For most of the performances, musicians played behind a screen, so judges evaluated only the sound and not the person. But in his final two performances, Robert was face to face with conductor Esa-Pekka Salonen.
Gupta dug down once more, trying not just to play the piece, but to feel and interpret it. If his boldness cost him the job, so be it.
By the end of the night, Salonen had made his decision. Gupta and David Chernyavsky were the winners, and Gupta would be invited back the following week for tryouts with the full orchestra.
After just three concerts, Gupta was called to the conductor's office.
"I'm very honored to offer you the position," Salonen said. "Will you accept?"
"Absolutely," Gupta said.
Here's what Salonen told me about why he hired a 19-year-old kid for his world-class orchestra.
"I was struck not only by the sheer quality of Robert's playing, but also by the boldness and confidence of it, which is kind of rare at that stage. . . . Many people who come to audition are trying to play it safe . . . and it's playing that . . . is quite often not very interesting."
I wondered, though, if Salonen might be worried that he would show up to work one night and see an empty seat in the orchestra because Gupta had gone off to run Cedars-Sinai Medical Center.

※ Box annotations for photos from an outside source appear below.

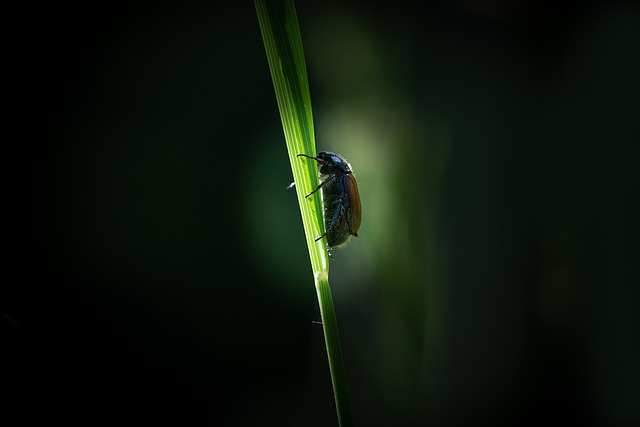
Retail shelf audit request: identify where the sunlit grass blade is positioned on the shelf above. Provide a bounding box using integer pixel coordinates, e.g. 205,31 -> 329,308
255,0 -> 352,427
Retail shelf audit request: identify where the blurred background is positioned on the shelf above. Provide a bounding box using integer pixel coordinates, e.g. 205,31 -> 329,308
6,0 -> 640,426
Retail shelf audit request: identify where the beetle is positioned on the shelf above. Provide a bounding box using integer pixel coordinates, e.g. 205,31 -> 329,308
298,151 -> 362,249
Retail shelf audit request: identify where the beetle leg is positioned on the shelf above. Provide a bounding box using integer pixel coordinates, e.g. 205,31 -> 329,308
304,174 -> 337,199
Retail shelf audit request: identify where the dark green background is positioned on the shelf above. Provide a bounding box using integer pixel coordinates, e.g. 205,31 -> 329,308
7,1 -> 640,426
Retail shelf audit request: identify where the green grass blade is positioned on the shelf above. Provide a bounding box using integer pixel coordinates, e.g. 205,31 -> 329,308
255,0 -> 329,276
255,0 -> 352,427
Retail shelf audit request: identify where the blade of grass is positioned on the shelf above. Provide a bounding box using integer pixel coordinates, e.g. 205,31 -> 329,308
255,0 -> 352,427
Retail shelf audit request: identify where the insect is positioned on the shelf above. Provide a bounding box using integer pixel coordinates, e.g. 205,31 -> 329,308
298,151 -> 362,249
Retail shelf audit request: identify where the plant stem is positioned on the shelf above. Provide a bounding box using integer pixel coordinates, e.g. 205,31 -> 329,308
255,0 -> 352,427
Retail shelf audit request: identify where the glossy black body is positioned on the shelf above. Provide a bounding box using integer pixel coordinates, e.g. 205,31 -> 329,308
298,151 -> 362,248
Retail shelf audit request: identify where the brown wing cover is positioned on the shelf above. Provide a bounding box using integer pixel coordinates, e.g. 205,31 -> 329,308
345,175 -> 362,236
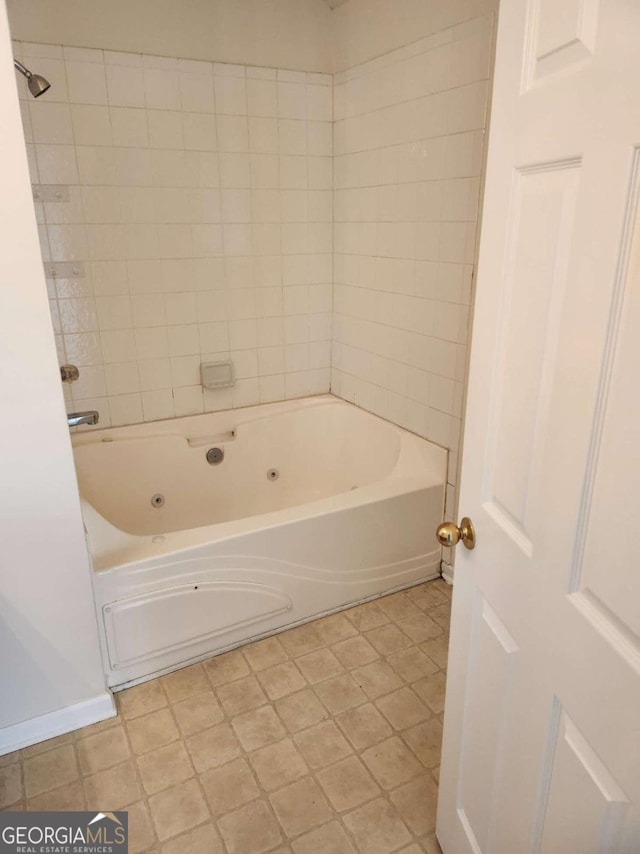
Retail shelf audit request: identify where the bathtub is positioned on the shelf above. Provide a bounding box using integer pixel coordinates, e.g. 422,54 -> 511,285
73,395 -> 446,687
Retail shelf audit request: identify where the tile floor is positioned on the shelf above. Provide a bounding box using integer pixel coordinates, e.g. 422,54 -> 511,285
0,581 -> 451,854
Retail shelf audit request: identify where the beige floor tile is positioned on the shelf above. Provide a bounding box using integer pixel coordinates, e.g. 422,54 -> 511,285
187,723 -> 241,774
402,718 -> 442,768
331,635 -> 378,670
376,686 -> 431,730
292,821 -> 356,854
218,801 -> 282,854
127,709 -> 180,755
387,646 -> 438,682
345,602 -> 389,632
217,676 -> 267,717
149,780 -> 209,842
280,623 -> 324,658
420,635 -> 449,670
137,741 -> 194,795
429,602 -> 451,632
242,637 -> 287,673
336,703 -> 392,750
258,661 -> 307,700
116,679 -> 167,720
76,726 -> 131,774
22,744 -> 80,798
72,716 -> 122,738
353,659 -> 402,700
10,582 -> 451,854
413,673 -> 447,715
20,732 -> 75,759
200,759 -> 260,816
203,649 -> 250,688
84,761 -> 142,812
407,581 -> 448,611
317,756 -> 380,812
343,798 -> 411,854
160,664 -> 209,703
173,691 -> 224,736
0,750 -> 23,768
249,739 -> 308,792
378,591 -> 420,622
127,801 -> 156,854
0,763 -> 22,809
362,736 -> 424,789
270,777 -> 333,837
231,706 -> 287,751
314,673 -> 367,715
162,822 -> 224,854
296,652 -> 350,685
27,780 -> 87,812
389,775 -> 438,836
398,614 -> 442,643
275,688 -> 328,732
293,721 -> 352,768
365,614 -> 412,655
422,833 -> 442,854
314,614 -> 357,646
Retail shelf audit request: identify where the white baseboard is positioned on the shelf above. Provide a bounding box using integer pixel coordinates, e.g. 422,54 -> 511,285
441,561 -> 453,586
0,691 -> 117,756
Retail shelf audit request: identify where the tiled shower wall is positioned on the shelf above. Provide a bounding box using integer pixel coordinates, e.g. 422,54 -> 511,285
331,17 -> 492,532
14,43 -> 333,426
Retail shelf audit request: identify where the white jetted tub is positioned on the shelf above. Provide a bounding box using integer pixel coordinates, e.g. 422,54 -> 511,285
73,396 -> 446,686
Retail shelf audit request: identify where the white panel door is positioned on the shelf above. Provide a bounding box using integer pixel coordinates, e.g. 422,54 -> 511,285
437,0 -> 640,854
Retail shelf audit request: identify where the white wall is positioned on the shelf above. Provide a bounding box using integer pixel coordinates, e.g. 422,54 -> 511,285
331,5 -> 493,556
332,0 -> 498,71
0,3 -> 105,743
8,0 -> 332,72
14,42 -> 333,427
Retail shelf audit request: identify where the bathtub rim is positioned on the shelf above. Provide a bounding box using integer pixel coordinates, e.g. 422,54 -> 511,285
72,394 -> 448,573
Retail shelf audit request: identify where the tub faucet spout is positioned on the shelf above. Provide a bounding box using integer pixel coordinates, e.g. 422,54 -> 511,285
67,409 -> 100,427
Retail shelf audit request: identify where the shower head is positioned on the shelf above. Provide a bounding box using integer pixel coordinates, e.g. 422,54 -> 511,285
13,59 -> 51,98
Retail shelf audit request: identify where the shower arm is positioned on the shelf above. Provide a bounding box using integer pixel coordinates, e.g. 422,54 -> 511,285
13,59 -> 33,80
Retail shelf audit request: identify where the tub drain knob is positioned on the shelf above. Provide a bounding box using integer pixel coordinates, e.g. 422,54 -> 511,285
207,448 -> 224,466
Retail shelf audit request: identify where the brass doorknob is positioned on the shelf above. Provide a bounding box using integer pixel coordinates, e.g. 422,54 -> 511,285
436,516 -> 476,549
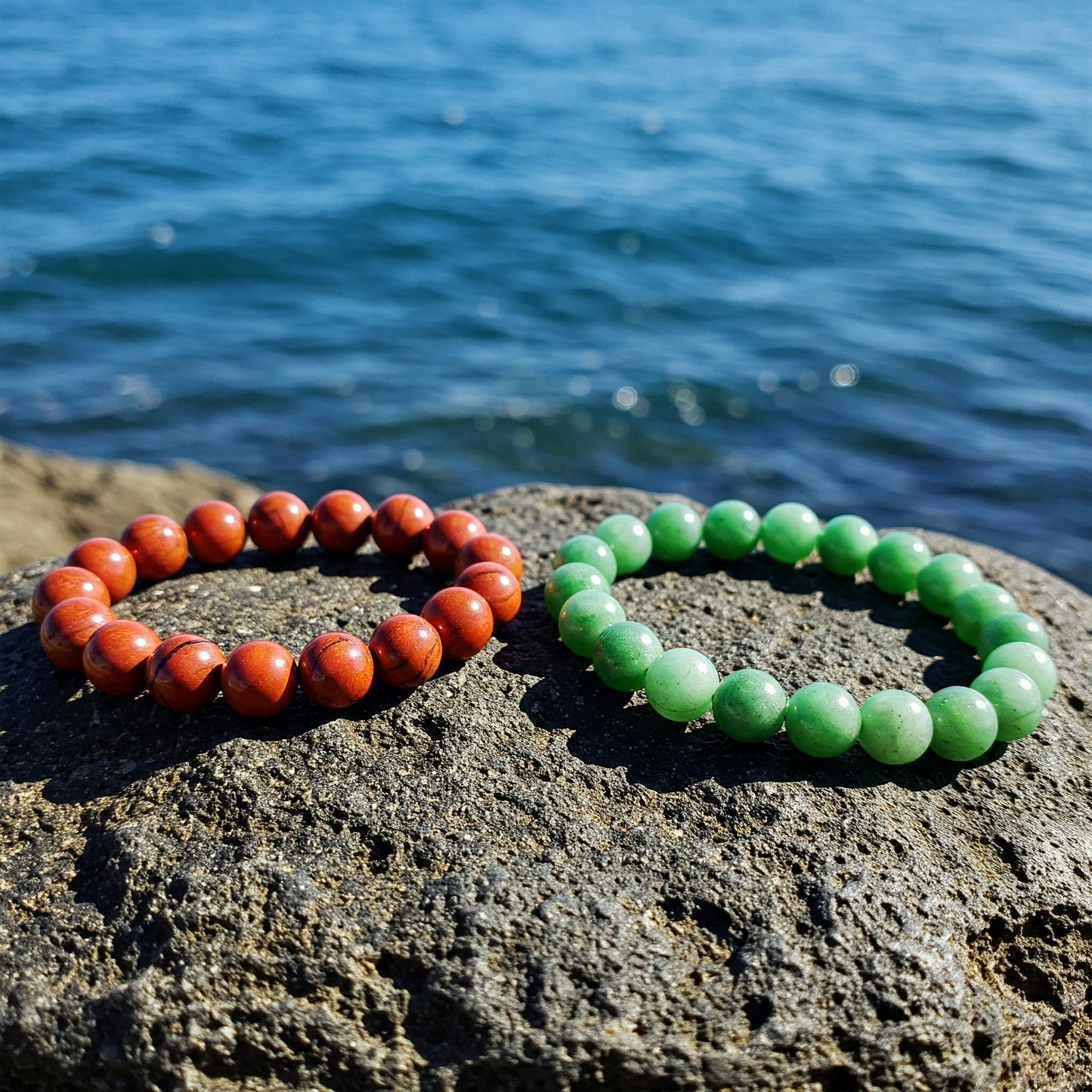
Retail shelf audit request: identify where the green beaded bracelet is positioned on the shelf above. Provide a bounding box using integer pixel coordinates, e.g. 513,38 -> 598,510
545,500 -> 1057,766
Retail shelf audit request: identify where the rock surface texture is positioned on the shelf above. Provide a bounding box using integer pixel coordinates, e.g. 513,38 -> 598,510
0,487 -> 1092,1092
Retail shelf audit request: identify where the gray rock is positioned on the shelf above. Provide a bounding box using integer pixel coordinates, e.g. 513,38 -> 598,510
0,487 -> 1092,1092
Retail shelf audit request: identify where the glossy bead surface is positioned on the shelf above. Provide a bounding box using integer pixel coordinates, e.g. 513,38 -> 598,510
39,597 -> 118,672
857,690 -> 933,766
917,554 -> 982,618
645,500 -> 702,562
868,531 -> 933,595
760,500 -> 819,565
785,682 -> 861,758
420,586 -> 493,660
971,667 -> 1043,741
311,489 -> 371,550
925,685 -> 997,763
592,621 -> 664,691
713,667 -> 788,744
247,489 -> 311,555
818,515 -> 880,577
595,512 -> 652,577
219,641 -> 297,716
298,633 -> 375,709
144,633 -> 224,713
645,648 -> 721,724
368,611 -> 441,690
371,493 -> 432,557
456,561 -> 523,625
83,618 -> 159,698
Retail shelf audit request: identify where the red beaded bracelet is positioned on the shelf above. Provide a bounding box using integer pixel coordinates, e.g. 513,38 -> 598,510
32,489 -> 523,716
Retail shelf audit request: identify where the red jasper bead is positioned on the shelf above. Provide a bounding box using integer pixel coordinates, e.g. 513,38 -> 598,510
420,587 -> 493,660
69,538 -> 137,603
368,614 -> 444,690
39,597 -> 118,672
247,489 -> 311,555
144,633 -> 224,713
311,489 -> 371,554
182,500 -> 247,565
219,641 -> 296,716
422,508 -> 485,572
371,493 -> 432,557
299,633 -> 373,709
121,515 -> 190,580
456,561 -> 523,623
456,533 -> 523,580
30,565 -> 110,626
83,618 -> 159,698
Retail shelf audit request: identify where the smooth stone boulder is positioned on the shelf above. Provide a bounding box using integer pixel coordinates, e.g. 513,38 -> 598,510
0,486 -> 1092,1092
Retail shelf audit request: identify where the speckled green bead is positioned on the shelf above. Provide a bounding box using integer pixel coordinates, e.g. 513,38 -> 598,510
702,500 -> 763,561
713,667 -> 787,744
857,690 -> 933,766
554,535 -> 618,584
785,682 -> 861,758
868,531 -> 933,595
557,587 -> 626,660
925,685 -> 997,763
982,641 -> 1058,701
595,512 -> 652,577
917,554 -> 982,618
592,621 -> 664,690
971,667 -> 1043,741
645,648 -> 719,724
952,584 -> 1016,645
819,515 -> 880,577
760,500 -> 819,565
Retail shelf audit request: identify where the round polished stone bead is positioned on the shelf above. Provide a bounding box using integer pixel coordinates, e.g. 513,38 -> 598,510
868,531 -> 933,595
971,667 -> 1043,741
83,618 -> 159,698
299,631 -> 373,709
592,621 -> 664,691
144,633 -> 224,713
857,690 -> 933,766
917,554 -> 982,618
785,682 -> 861,758
702,500 -> 763,561
952,584 -> 1016,645
645,500 -> 702,561
982,641 -> 1058,701
595,512 -> 652,577
713,667 -> 788,744
925,685 -> 997,763
760,500 -> 819,565
819,515 -> 880,577
645,648 -> 719,724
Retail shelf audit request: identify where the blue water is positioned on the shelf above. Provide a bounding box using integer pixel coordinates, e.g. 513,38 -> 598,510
6,0 -> 1092,589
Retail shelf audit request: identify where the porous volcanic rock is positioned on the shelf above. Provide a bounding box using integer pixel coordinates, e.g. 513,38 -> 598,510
0,487 -> 1092,1092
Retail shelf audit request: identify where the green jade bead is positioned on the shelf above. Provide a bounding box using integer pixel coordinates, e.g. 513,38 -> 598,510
595,512 -> 652,577
760,501 -> 819,565
857,690 -> 933,766
925,685 -> 997,763
971,667 -> 1043,743
557,587 -> 626,660
819,515 -> 880,577
592,621 -> 664,691
645,500 -> 701,561
917,554 -> 982,618
785,682 -> 861,758
645,648 -> 719,724
713,667 -> 787,744
868,531 -> 933,595
702,500 -> 763,561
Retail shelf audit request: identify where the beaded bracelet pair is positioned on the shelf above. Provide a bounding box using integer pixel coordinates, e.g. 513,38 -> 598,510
545,500 -> 1057,766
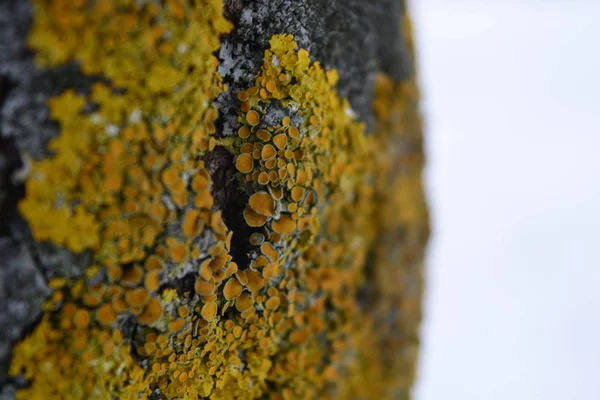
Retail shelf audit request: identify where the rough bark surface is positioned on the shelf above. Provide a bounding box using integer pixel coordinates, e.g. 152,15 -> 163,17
0,0 -> 428,400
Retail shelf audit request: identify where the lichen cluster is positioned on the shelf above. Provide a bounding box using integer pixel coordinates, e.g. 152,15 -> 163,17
10,0 -> 427,400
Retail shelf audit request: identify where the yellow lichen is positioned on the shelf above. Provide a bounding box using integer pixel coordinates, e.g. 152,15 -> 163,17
10,0 -> 426,400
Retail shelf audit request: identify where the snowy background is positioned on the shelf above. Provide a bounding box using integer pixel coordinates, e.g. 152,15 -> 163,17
411,0 -> 600,400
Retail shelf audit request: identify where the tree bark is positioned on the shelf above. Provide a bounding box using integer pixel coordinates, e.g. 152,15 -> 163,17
0,0 -> 428,399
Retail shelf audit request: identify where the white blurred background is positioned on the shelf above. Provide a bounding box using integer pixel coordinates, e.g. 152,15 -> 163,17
410,0 -> 600,400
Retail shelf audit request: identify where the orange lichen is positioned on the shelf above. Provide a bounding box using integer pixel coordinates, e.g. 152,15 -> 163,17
11,6 -> 426,400
248,192 -> 275,217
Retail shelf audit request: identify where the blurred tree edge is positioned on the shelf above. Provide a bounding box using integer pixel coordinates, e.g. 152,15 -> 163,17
0,0 -> 428,400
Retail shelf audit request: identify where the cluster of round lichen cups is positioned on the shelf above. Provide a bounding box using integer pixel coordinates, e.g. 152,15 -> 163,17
10,0 -> 425,400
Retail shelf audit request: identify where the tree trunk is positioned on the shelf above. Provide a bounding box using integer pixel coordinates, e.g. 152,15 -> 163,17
0,0 -> 428,400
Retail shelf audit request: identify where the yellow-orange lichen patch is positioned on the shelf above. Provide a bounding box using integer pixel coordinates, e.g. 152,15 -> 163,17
272,214 -> 296,235
11,5 -> 424,400
137,297 -> 162,325
200,302 -> 217,322
96,304 -> 117,326
223,278 -> 242,300
194,278 -> 215,296
125,288 -> 150,307
260,144 -> 277,160
248,192 -> 275,217
246,110 -> 260,126
244,207 -> 267,227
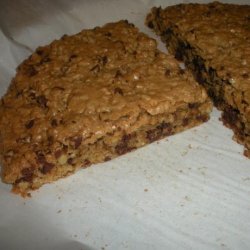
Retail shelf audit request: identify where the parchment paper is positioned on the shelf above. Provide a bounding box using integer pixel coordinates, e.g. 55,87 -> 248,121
0,0 -> 250,250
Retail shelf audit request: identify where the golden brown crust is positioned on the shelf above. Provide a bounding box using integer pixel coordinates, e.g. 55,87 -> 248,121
146,2 -> 250,157
0,21 -> 211,194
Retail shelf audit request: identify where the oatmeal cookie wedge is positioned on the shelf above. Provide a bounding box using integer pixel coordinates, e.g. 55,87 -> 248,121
146,2 -> 250,157
0,21 -> 211,195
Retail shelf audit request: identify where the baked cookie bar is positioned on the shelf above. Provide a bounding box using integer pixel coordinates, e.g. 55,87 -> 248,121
0,21 -> 211,196
146,2 -> 250,157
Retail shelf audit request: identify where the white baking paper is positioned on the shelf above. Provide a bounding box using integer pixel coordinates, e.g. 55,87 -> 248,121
0,0 -> 250,250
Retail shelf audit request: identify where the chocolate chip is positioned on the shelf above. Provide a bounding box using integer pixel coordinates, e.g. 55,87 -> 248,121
36,95 -> 48,108
73,136 -> 82,149
50,119 -> 58,127
25,120 -> 35,129
54,149 -> 63,159
102,56 -> 108,65
114,87 -> 123,96
165,69 -> 171,76
37,153 -> 46,164
242,73 -> 249,79
115,134 -> 136,155
178,69 -> 185,75
48,135 -> 54,145
41,162 -> 55,174
26,65 -> 38,76
67,157 -> 74,165
148,21 -> 154,29
84,159 -> 91,167
69,54 -> 77,60
90,64 -> 101,74
19,167 -> 34,182
36,48 -> 44,56
146,122 -> 173,142
104,156 -> 111,161
115,69 -> 122,78
188,102 -> 200,109
182,118 -> 189,127
104,32 -> 112,37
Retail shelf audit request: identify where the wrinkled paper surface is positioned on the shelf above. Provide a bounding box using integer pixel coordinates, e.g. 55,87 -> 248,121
0,0 -> 250,250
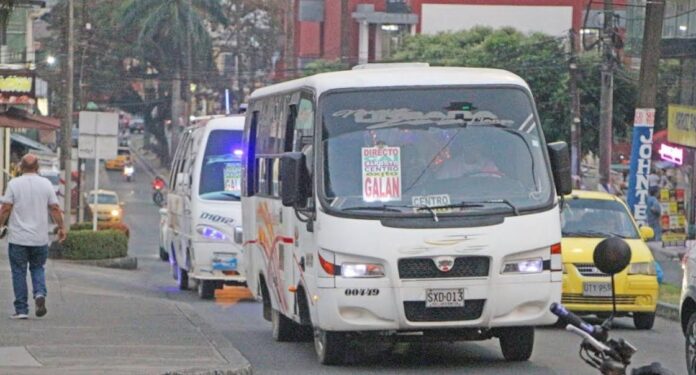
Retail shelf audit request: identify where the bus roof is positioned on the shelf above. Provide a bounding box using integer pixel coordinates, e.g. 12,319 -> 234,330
251,64 -> 529,99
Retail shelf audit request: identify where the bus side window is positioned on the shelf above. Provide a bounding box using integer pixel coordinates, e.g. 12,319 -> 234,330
242,111 -> 259,197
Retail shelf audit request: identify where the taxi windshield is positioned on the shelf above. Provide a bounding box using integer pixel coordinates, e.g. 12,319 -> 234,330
322,88 -> 552,215
561,199 -> 640,238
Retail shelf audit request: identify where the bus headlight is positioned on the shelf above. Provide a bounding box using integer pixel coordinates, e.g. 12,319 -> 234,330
502,258 -> 544,273
341,263 -> 384,278
628,262 -> 657,276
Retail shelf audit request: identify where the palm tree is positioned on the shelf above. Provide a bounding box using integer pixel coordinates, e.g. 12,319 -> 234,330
121,0 -> 227,154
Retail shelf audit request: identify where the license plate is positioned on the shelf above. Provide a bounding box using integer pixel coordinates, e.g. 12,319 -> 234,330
213,254 -> 237,271
425,289 -> 464,307
582,283 -> 611,297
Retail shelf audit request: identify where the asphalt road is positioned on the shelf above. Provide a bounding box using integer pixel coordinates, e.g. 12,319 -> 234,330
88,153 -> 686,375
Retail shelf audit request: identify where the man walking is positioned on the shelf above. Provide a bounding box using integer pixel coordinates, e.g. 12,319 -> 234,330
0,154 -> 65,319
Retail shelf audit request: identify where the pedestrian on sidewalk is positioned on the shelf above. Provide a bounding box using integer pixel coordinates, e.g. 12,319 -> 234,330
0,154 -> 65,319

"In a sense," Salonen said of Gupta's far-ranging interests, "this made me even more confident about his future in music, because very clearly Robert is not playing violin in the L.A. Philharmonic for any other reason than his love of music."
In concert at Disney Hall, Gupta appears to have settled in comfortably but lost none of the exuberance. After a recent performance of Beethoven's 4th, he stood Boy Scout proud, basking in warm waves of applause. Last week, he passed his first season of probation with unanimous support from his colleagues.
"He's really a joy to be around," whatever the topic of conversation, said principal concertmaster Martin Chalifour, who finds Gupta's music "enlightened" and "aesthetically beautiful."
Gupta said he looks forward to the occasional solo opportunity, playing chamber music, and perhaps competing one day for a higher position in the orchestra. When he's off duty, he studies literature and science on his own.
Is there still a chance he'll be a doctor one day?
"My wife and I gave up," Vivek Gupta said. "Whatever he decides will be fine. And without music, he would go crazy."